Popular Mechanics magazine has given a Breakthrough Award to the Gyrobike, an invention that prevents bicycles without training wheels from tipping over.
Four Dartmouth College students developed the idea of putting a flywheel inside the rim of the front wheel. A drill is used to spin the flywheel, which keeps the bike stable under novice riders.
Hannah Murnen, Augusta Niles, Deborah Sperling and Nathan Sigworth (not pictured) are the students in Dartmouth's Thayer School of Engineering who developed the wheel design.
As explained at the Dartmouth website, the spinning flywheel uses precession as a stabilizing force. As a young rider begins to tip over, the front wheel veers from the vertical, but the independently spinning flywheel turns in the direction of the tilt and steers the bike under the rider's center of gravity.
Said Niles:
“Watching local children succeed in stabilizing themselves enough to actually allow the bicycle to teach them about balance-and watching them use that knowledge to ride for the first time-brought home what we had accomplished.”

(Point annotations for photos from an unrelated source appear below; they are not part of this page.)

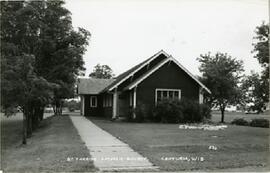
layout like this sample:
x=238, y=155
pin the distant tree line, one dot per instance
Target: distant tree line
x=41, y=55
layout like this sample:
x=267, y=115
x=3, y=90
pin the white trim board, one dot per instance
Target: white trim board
x=147, y=62
x=138, y=81
x=167, y=89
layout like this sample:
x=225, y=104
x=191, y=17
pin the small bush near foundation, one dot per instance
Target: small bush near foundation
x=260, y=122
x=240, y=121
x=141, y=112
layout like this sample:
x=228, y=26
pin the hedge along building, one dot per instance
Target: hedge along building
x=158, y=77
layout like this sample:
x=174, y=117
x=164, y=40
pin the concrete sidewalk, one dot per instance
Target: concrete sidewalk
x=108, y=152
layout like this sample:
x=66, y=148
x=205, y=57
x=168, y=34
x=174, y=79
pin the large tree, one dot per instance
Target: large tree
x=221, y=74
x=41, y=54
x=261, y=52
x=102, y=72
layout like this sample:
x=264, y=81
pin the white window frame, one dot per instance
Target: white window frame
x=166, y=90
x=107, y=101
x=91, y=101
x=130, y=99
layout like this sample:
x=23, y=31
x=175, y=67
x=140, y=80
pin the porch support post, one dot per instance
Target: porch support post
x=134, y=101
x=82, y=104
x=200, y=95
x=115, y=104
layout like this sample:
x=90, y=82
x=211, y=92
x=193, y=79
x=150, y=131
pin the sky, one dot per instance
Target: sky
x=126, y=32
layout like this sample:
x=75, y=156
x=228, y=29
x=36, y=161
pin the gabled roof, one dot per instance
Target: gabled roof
x=92, y=85
x=122, y=77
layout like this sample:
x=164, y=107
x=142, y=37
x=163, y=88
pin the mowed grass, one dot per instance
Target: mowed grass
x=237, y=146
x=46, y=151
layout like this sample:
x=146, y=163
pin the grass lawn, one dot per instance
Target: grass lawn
x=237, y=146
x=229, y=116
x=47, y=150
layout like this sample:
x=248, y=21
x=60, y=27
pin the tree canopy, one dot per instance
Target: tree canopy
x=221, y=74
x=102, y=72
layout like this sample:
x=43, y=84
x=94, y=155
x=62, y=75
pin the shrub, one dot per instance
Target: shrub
x=167, y=111
x=259, y=122
x=183, y=111
x=240, y=121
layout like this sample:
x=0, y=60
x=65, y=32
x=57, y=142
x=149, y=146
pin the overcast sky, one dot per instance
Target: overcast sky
x=126, y=32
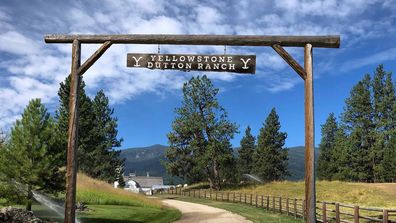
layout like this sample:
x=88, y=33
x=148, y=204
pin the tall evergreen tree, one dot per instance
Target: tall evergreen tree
x=359, y=122
x=326, y=168
x=105, y=159
x=385, y=112
x=200, y=146
x=270, y=158
x=86, y=118
x=245, y=159
x=32, y=156
x=342, y=156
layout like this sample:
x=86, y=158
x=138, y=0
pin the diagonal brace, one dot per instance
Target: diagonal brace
x=290, y=60
x=93, y=58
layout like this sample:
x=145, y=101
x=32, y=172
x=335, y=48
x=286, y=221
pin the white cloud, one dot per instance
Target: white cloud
x=16, y=43
x=377, y=58
x=34, y=69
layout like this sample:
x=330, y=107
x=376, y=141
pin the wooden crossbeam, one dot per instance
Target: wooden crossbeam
x=290, y=60
x=231, y=40
x=94, y=57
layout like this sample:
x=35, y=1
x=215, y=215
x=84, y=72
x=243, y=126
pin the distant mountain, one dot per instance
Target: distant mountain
x=145, y=159
x=149, y=159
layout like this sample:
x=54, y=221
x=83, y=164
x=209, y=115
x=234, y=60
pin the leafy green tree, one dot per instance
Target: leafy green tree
x=32, y=158
x=106, y=160
x=245, y=159
x=359, y=123
x=199, y=142
x=270, y=158
x=326, y=168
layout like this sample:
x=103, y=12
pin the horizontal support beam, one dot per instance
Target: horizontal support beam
x=93, y=58
x=229, y=40
x=290, y=60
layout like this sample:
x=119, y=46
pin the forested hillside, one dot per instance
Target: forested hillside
x=148, y=159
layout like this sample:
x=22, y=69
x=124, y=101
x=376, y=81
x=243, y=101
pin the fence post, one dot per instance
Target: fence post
x=324, y=212
x=280, y=205
x=385, y=216
x=267, y=203
x=256, y=201
x=287, y=206
x=356, y=214
x=337, y=212
x=273, y=203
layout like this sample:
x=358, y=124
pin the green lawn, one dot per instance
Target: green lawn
x=113, y=214
x=127, y=214
x=110, y=205
x=254, y=214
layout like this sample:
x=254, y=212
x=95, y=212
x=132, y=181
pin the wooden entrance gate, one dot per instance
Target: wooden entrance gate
x=276, y=42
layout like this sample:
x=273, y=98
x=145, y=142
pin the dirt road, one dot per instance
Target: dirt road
x=202, y=213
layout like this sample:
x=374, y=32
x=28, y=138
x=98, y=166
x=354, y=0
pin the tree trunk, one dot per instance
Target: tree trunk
x=216, y=175
x=29, y=198
x=210, y=183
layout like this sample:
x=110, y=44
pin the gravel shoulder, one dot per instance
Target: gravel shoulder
x=193, y=212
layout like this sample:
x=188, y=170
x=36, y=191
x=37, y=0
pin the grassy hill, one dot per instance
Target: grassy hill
x=110, y=205
x=148, y=159
x=363, y=194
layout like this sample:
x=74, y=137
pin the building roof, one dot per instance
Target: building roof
x=146, y=181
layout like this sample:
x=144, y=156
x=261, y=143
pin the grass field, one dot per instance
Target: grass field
x=254, y=214
x=110, y=205
x=362, y=194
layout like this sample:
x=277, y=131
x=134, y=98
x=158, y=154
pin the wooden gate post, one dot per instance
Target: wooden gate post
x=72, y=141
x=310, y=198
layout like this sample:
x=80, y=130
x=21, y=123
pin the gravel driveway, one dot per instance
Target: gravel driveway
x=193, y=212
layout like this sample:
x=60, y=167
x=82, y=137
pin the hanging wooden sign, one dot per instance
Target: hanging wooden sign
x=188, y=62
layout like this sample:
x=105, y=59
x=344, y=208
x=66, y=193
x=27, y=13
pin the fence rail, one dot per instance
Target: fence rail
x=325, y=211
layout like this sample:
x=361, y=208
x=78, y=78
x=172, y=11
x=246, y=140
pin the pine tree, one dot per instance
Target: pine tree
x=200, y=146
x=106, y=161
x=385, y=111
x=359, y=122
x=32, y=156
x=86, y=118
x=326, y=168
x=246, y=152
x=270, y=158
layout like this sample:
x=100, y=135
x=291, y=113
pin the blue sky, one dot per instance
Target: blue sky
x=144, y=100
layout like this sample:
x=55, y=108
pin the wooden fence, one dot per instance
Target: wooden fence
x=325, y=211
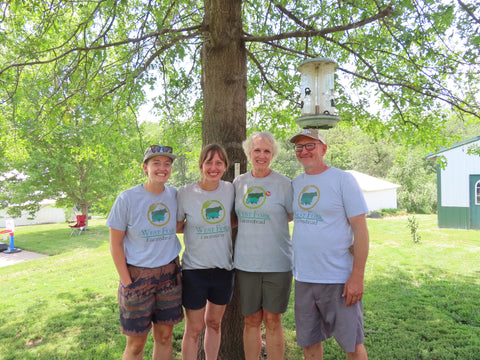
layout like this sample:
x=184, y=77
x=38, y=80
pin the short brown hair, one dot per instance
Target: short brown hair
x=209, y=151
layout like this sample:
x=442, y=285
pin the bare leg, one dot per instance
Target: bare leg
x=134, y=348
x=314, y=352
x=252, y=336
x=274, y=335
x=194, y=320
x=213, y=329
x=162, y=342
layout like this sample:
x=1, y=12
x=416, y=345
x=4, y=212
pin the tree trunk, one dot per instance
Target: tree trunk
x=224, y=83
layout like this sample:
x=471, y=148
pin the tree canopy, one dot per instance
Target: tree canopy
x=415, y=59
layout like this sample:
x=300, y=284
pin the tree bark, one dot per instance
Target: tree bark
x=224, y=83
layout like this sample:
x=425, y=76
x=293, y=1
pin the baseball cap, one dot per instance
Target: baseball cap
x=156, y=150
x=311, y=133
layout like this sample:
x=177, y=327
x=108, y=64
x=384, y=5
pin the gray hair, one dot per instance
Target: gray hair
x=265, y=135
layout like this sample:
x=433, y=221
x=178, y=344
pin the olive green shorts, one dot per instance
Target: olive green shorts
x=269, y=291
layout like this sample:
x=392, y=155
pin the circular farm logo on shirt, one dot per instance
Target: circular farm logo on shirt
x=254, y=197
x=213, y=211
x=158, y=214
x=308, y=197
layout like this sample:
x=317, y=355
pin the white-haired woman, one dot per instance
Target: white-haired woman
x=263, y=251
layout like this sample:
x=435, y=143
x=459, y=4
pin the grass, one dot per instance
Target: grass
x=421, y=300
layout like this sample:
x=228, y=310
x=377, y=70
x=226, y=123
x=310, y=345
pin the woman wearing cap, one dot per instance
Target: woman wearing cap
x=263, y=250
x=145, y=249
x=204, y=210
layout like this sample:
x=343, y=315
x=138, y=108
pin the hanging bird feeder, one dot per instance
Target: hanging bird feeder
x=317, y=86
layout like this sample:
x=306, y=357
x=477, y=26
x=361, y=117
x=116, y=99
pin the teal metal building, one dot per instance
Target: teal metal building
x=458, y=185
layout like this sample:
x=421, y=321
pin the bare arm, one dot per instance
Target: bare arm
x=118, y=255
x=355, y=284
x=180, y=227
x=290, y=217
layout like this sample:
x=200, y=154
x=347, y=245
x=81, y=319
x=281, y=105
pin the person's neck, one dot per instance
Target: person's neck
x=261, y=173
x=317, y=169
x=208, y=185
x=154, y=188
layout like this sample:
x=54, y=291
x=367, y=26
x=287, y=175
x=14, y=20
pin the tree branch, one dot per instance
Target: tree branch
x=321, y=33
x=109, y=45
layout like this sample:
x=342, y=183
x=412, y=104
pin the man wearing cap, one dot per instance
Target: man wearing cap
x=330, y=243
x=145, y=248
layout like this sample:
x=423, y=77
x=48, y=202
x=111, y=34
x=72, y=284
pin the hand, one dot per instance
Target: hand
x=353, y=291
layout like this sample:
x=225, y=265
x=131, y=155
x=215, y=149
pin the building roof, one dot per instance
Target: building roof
x=369, y=183
x=461, y=143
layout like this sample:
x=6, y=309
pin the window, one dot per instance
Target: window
x=477, y=193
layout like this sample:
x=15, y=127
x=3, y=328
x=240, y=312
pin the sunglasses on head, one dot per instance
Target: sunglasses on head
x=161, y=149
x=308, y=147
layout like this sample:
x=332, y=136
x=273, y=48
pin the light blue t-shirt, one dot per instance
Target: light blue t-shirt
x=322, y=234
x=262, y=206
x=149, y=222
x=208, y=232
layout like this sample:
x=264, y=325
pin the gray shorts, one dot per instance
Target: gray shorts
x=269, y=291
x=320, y=313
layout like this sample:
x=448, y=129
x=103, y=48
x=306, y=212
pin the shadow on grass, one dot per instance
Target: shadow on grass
x=55, y=239
x=86, y=326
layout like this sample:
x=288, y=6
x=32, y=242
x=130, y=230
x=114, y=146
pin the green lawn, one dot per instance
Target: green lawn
x=422, y=301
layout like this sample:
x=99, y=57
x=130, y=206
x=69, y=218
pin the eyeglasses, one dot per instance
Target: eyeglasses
x=308, y=147
x=160, y=149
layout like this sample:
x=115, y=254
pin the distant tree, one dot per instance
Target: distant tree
x=87, y=159
x=417, y=175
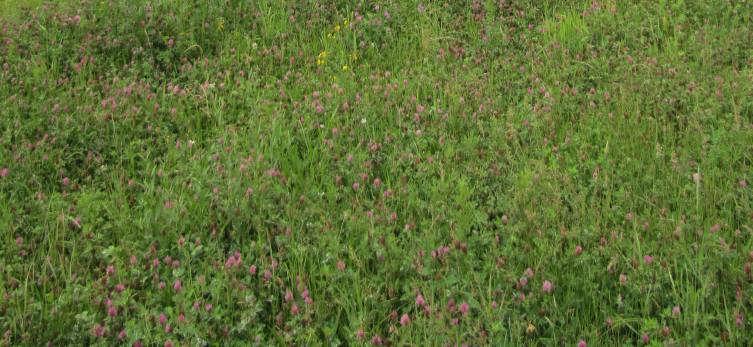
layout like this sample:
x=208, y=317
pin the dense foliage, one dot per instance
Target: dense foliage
x=392, y=172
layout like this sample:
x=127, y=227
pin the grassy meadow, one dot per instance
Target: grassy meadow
x=388, y=172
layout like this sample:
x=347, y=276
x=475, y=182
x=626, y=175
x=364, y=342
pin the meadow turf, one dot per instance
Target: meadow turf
x=397, y=172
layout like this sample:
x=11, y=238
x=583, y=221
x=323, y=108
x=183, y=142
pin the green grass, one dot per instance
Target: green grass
x=299, y=172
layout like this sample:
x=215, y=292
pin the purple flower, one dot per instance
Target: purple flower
x=547, y=287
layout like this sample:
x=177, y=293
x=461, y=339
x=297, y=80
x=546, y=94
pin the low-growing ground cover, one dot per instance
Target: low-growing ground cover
x=393, y=172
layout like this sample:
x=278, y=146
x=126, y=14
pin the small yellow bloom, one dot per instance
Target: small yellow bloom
x=530, y=329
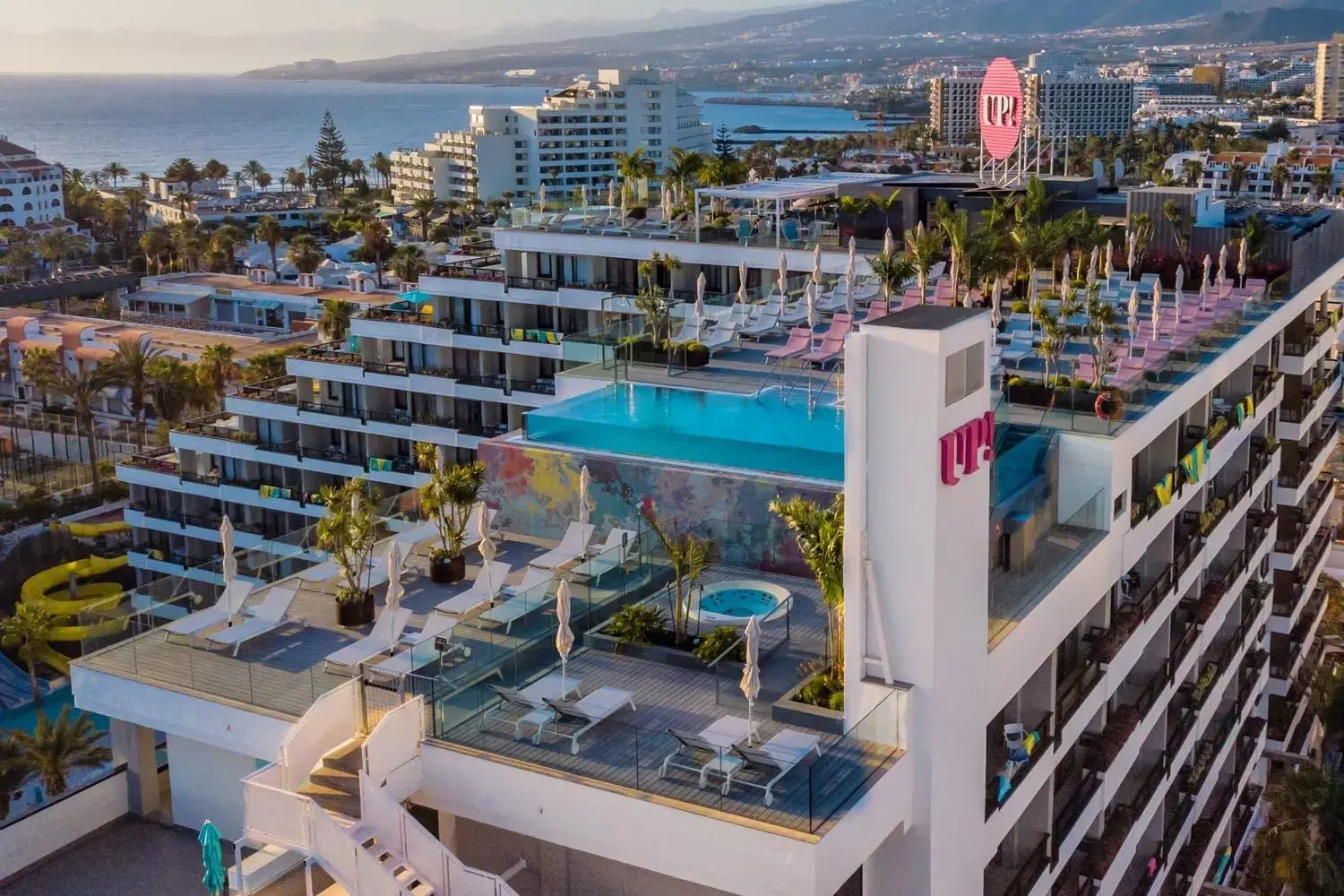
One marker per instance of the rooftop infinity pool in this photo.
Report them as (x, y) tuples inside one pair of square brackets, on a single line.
[(699, 427)]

The four have applied for a patent for the Gyrobike and are seeking a licensing agreement. The Breakthrough Awards are given for advances that solve problems, expand horizons or engage the imagination, says Popular Mechanics.
The desire to find a better way to teach children how to ride bicycles brings to mind the SHIFT, the tricycle that converts to a bicycle as the cyclist speeds up. The invention by three Purdue University designers was named as one of Time magazine's most amazing inventions of 2005, as well as other honors.